Driving west of Whitehorse you pass through the corridors of the ever-increasing mountains, as they rise towards the seamlessly never setting sun. We are headed towards Kluane National Park where the mountains have been thrust skywards and are a part of the largest ranges on the continent. Mount Logan, Canada’s largest mountain, rises not far from the parks edge.
The drive takes 1.5 hours to get to Haines Junction, which passes by quickly due to endless views of the grand landscape. You arrive at Haines Junction, a small town nestled at the foot of the impenetrable Kluane Range. To get to our destination we head north with the peak and glaciers looming on our left. Our final destination by vehicle is Sheep Creek Trail, which is located 70km north of the shore of Kluane Lake.
The hike begins in the wide spread delta of an age-old glacier path and the valley that continues up matches anything seen in Banff or Jasper but with not a soul in sight. The trail follows a small offshoot gorge with small river that has carved into the landscape. Views are abundant within 30 minutes of moderate effort hiking. We unfortunately had to quit our hike early due to our dog, one that we are housesitting and it is somewhat out of shape. We welcome the shortened hike to relax on the edge of Kluane Lake. It is 10pm and the sun still sits high in the sky.
This part of Canada keeps on getting larger the more I explore.
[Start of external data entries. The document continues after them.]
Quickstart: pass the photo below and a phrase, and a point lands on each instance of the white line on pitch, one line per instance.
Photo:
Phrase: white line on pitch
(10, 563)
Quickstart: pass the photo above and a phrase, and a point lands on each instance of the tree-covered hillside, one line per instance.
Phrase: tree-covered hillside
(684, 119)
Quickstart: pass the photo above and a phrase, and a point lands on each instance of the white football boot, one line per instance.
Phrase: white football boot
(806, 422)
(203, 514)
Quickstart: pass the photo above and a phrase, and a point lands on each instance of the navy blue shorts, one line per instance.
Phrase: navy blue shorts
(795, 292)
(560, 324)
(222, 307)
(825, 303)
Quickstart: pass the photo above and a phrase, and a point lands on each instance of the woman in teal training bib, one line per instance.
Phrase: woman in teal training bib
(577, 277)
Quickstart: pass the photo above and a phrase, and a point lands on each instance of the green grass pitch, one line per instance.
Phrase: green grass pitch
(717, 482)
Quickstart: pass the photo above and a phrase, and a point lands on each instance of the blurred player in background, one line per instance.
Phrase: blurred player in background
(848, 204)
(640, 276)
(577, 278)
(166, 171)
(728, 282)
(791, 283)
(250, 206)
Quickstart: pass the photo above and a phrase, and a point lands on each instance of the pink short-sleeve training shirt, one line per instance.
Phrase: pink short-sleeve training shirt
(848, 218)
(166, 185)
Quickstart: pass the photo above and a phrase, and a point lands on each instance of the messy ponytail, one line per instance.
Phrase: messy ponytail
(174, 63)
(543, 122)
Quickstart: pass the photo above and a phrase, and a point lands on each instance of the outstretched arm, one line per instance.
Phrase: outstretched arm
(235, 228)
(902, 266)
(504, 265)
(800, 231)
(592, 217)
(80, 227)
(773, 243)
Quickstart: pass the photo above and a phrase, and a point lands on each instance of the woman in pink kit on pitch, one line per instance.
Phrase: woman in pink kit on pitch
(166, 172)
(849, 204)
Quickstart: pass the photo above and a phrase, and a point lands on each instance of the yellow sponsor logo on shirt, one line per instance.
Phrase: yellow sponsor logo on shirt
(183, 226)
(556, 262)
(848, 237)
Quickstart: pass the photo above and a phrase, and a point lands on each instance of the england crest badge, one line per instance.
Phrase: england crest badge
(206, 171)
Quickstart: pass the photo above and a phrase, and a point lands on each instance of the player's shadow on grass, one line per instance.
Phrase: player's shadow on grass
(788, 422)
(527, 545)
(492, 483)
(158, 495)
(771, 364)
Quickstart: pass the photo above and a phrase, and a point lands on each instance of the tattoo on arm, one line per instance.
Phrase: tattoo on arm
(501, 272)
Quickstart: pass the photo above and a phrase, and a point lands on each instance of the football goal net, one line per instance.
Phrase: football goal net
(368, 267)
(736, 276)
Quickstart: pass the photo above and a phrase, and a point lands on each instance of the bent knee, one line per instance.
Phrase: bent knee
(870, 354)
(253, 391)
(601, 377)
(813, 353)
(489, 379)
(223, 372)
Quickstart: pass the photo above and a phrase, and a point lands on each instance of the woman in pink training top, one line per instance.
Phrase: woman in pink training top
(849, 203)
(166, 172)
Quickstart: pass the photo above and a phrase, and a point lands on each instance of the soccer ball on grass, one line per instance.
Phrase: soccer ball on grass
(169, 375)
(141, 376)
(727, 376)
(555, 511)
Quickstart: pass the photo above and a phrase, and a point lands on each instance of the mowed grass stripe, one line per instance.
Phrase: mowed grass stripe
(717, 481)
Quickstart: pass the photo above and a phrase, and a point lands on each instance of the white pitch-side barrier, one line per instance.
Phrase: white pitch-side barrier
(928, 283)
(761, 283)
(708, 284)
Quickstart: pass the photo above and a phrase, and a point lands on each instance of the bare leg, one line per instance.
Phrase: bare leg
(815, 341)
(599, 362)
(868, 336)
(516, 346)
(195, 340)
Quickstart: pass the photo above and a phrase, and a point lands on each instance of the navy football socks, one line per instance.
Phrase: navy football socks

It seems endless. Many have come to seek gold, wealth or to escape; I seek to explore and take in a part of the world that few have visited, and where in one of the last frontiers the environment still holds strong
The view down Aay Chu’ Valley, otherwise known as Slim’s West.
Close encounter with a young Grizzly. He was wandering the side of the dirt road as we were returning from our hike. He stopped no less than 20 feet away to check us out; curious yet docile at the same time. Such powerful creatures they are.